Because the novel explored a range of tones, from enormous moments of tragedy to hilarious moments of levity, I took a broad swing, exploring a wide range of potential directions.

“My early ideas were unruly, just aesthetic instincts, rough character images and scenes,” Phil explains, “and Jason didn’t just interpret them. He shaped them, sharpened them, and presented over a dozen design concepts that spanned the range of what I had hoped for and more. From there, he refined relentlessly, sanding and chiseling down to two radically different covers, each with its own soul, and each stunning.

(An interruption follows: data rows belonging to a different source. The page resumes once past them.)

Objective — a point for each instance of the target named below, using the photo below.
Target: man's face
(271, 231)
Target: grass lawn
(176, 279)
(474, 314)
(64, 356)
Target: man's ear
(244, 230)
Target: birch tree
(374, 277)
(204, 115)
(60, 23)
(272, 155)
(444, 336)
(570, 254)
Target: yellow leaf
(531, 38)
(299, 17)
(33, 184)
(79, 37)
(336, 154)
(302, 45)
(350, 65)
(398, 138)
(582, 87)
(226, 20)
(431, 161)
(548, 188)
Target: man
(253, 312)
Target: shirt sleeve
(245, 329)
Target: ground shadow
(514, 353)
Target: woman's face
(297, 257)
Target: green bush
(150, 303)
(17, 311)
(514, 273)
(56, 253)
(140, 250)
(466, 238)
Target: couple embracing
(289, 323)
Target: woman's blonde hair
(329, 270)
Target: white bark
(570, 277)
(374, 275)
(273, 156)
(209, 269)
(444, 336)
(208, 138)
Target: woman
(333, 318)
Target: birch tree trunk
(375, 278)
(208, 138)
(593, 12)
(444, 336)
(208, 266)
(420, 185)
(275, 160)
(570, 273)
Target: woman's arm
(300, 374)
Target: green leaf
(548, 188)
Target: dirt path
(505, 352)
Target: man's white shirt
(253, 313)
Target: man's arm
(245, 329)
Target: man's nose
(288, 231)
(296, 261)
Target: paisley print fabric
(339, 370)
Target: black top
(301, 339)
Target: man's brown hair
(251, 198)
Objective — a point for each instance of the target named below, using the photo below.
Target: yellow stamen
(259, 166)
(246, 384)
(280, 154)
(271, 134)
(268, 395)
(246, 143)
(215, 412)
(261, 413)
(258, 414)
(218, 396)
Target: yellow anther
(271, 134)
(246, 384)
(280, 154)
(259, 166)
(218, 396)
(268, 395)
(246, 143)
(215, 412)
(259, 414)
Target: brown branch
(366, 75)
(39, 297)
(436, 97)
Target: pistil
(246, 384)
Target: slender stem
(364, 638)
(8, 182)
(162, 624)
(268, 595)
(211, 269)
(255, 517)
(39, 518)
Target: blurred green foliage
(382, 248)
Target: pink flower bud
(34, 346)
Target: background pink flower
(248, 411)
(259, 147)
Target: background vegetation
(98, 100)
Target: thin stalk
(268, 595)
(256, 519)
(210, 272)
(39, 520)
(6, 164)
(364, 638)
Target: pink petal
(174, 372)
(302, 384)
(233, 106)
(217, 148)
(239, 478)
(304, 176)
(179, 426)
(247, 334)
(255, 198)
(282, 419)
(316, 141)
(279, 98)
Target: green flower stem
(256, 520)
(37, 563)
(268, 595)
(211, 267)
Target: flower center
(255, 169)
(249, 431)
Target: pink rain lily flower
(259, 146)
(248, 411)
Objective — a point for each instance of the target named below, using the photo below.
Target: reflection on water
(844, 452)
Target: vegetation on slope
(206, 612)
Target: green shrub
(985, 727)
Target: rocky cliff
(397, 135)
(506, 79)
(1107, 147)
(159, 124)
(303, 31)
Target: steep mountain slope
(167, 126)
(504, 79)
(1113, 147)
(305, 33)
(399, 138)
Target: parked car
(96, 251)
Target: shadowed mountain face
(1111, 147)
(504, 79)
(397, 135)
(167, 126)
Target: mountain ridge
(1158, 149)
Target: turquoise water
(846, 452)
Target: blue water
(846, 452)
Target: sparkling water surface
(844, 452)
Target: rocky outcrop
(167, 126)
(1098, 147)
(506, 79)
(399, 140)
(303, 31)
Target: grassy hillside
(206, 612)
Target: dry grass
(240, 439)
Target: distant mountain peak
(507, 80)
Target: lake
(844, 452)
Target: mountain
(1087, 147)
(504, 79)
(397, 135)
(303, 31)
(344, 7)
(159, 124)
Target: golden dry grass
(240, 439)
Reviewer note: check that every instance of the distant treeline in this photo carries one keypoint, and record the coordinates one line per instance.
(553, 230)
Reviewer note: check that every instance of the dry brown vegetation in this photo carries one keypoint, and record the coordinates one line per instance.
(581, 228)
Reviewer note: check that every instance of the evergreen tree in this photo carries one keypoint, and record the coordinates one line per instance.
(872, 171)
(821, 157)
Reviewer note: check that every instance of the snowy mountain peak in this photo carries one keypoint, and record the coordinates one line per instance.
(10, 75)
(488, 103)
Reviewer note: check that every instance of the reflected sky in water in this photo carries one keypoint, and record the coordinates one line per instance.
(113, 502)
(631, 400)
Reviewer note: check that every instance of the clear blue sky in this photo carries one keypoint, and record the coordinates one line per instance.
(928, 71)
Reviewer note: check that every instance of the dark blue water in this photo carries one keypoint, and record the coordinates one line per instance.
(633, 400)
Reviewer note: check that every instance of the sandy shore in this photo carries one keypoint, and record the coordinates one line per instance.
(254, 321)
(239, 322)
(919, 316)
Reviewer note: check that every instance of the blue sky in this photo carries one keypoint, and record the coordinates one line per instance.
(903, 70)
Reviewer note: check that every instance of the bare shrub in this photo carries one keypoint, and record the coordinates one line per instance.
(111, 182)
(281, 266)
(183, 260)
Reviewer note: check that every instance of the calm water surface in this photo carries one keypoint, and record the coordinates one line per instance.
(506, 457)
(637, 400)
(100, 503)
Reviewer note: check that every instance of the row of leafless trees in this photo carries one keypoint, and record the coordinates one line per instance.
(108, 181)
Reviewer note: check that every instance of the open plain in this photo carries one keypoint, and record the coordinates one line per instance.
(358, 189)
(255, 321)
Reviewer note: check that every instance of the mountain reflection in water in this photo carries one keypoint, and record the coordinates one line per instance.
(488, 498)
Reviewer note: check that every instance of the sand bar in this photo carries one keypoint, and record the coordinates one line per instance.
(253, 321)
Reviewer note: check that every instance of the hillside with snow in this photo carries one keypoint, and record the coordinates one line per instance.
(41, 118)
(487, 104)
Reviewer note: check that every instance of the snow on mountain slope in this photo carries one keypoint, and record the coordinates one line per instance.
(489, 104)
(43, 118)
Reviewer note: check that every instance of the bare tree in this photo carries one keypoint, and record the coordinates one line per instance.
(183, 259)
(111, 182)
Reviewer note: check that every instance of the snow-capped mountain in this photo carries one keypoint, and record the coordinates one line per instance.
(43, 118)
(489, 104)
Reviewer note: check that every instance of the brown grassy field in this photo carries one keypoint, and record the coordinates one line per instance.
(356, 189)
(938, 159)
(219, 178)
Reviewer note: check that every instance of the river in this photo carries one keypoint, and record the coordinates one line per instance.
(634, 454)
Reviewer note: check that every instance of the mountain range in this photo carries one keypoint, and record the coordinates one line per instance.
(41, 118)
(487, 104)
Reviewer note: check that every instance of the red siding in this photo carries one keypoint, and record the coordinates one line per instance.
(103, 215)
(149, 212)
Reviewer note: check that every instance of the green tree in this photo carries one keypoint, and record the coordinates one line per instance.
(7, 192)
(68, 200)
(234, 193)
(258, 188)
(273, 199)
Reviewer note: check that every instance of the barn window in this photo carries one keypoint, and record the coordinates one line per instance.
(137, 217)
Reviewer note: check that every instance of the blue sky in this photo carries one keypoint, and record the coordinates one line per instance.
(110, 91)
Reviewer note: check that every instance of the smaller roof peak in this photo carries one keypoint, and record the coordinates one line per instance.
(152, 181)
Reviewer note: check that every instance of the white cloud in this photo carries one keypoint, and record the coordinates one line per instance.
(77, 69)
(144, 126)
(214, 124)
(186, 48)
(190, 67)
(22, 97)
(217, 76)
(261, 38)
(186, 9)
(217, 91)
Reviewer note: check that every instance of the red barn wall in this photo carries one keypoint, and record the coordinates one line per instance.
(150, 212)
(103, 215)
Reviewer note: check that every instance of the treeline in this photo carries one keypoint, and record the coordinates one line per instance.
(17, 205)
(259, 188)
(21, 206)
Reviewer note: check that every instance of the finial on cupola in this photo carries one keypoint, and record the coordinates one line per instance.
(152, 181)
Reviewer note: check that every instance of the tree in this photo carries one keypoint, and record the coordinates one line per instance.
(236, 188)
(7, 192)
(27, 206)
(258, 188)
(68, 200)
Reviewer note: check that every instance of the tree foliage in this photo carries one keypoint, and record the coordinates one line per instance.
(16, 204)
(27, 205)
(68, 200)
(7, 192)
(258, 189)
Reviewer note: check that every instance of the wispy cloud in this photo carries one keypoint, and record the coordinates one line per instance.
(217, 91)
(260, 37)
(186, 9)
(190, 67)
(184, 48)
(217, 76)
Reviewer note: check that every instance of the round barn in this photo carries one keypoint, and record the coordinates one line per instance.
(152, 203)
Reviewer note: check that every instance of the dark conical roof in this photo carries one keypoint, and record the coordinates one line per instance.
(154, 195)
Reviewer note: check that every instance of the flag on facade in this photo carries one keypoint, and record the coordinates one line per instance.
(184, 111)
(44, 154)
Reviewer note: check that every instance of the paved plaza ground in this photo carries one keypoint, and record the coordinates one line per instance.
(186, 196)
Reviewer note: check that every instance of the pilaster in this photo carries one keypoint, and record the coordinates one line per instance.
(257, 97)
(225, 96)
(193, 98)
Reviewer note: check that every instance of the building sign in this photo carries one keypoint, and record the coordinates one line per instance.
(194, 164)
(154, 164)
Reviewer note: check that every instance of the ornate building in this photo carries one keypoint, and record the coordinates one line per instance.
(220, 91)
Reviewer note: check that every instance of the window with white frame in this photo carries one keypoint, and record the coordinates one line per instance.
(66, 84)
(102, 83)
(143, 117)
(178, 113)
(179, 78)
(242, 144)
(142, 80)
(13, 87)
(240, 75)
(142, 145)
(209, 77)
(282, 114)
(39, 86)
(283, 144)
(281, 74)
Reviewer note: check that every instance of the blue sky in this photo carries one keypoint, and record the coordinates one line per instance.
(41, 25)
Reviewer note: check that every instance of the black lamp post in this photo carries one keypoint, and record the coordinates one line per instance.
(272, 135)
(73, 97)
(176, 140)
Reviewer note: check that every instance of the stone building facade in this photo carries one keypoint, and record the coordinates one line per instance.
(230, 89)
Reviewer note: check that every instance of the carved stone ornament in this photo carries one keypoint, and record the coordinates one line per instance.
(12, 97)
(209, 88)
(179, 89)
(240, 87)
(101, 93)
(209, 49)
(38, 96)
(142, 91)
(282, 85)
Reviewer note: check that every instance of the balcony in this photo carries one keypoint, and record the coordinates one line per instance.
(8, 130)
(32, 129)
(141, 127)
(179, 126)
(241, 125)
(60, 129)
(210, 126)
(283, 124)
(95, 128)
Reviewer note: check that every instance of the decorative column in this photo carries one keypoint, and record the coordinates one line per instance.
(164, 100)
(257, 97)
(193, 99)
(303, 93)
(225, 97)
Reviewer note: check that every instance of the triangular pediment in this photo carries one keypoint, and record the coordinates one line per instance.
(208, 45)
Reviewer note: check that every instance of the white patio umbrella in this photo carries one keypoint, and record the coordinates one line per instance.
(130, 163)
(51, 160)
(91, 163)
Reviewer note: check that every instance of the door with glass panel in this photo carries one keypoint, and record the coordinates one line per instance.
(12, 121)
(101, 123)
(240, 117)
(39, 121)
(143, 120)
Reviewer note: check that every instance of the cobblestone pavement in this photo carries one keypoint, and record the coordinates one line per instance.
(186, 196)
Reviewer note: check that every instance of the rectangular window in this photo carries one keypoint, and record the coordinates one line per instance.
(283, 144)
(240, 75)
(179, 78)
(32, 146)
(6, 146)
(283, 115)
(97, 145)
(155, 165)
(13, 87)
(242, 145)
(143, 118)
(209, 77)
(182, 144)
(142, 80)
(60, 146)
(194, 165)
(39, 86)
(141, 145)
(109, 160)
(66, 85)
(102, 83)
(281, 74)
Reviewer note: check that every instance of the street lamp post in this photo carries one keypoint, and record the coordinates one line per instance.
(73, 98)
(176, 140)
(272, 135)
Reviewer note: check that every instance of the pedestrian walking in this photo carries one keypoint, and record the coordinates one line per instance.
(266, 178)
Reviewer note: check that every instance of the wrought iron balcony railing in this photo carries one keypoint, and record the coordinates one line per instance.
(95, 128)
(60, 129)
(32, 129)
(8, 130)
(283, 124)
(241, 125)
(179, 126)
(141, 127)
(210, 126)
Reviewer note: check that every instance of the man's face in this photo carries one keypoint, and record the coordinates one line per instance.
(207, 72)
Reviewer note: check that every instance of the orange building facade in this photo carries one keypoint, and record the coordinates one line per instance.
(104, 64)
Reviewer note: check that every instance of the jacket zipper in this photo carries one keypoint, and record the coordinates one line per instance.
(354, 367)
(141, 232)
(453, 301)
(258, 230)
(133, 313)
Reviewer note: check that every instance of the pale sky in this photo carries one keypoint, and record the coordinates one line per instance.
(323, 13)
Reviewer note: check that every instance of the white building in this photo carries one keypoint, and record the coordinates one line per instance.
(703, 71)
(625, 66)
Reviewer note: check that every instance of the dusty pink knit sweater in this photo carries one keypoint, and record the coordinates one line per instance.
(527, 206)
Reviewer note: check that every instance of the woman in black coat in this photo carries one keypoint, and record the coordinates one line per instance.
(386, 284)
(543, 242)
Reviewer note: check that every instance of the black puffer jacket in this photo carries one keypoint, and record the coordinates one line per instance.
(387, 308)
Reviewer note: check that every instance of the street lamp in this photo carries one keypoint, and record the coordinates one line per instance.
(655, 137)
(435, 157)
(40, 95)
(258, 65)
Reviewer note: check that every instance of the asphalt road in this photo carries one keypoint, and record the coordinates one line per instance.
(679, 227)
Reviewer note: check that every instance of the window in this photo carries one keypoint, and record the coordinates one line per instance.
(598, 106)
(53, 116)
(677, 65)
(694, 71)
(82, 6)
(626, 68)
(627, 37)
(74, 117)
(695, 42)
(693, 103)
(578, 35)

Those two concepts quickly emerged as winners, and true to the novel’s dynamic story, each concept embraced a variation on the tone: The first concept embraced the novel’s characters, positioning the hero and his young son against the looming threat of a mad scientist billionaire, and the destructive impact of the scientist’s work upon the world; there’s grit and grain, bodies flung into the sky, and a wild, ominous orb shadowing it all. Meanwhile the second concept embodied almost the total opposite, using bright, contrasting colors, abstract imagery, and an almost jovial typographic treatment to suggest the absurdist elements of the story.

Phil chose both, with the intent of publishing the first cover widely, and offering the colorful alternate cover to Kickstarter supporters who have been closely connected to his publishing journey.

The Outcome

Again, I’ll let Phil summarize where it all landed: “Jason didn’t just make a great cover. He helped define the visual identity of a fantastic world.”

But…two covers?

“In the end, I couldn’t choose just one,” Phil admits. “Both will be used in different contexts, and both are far better than anything I could have imagined.” 

The final cover designs wrap Taming the Perilous Skies in a package that is bold, intriguing, and promises the reader the unforgettable adventure of Phil’s epic story, and even offer the reader a choice of how they’d most like to experience the story, from cover to cover.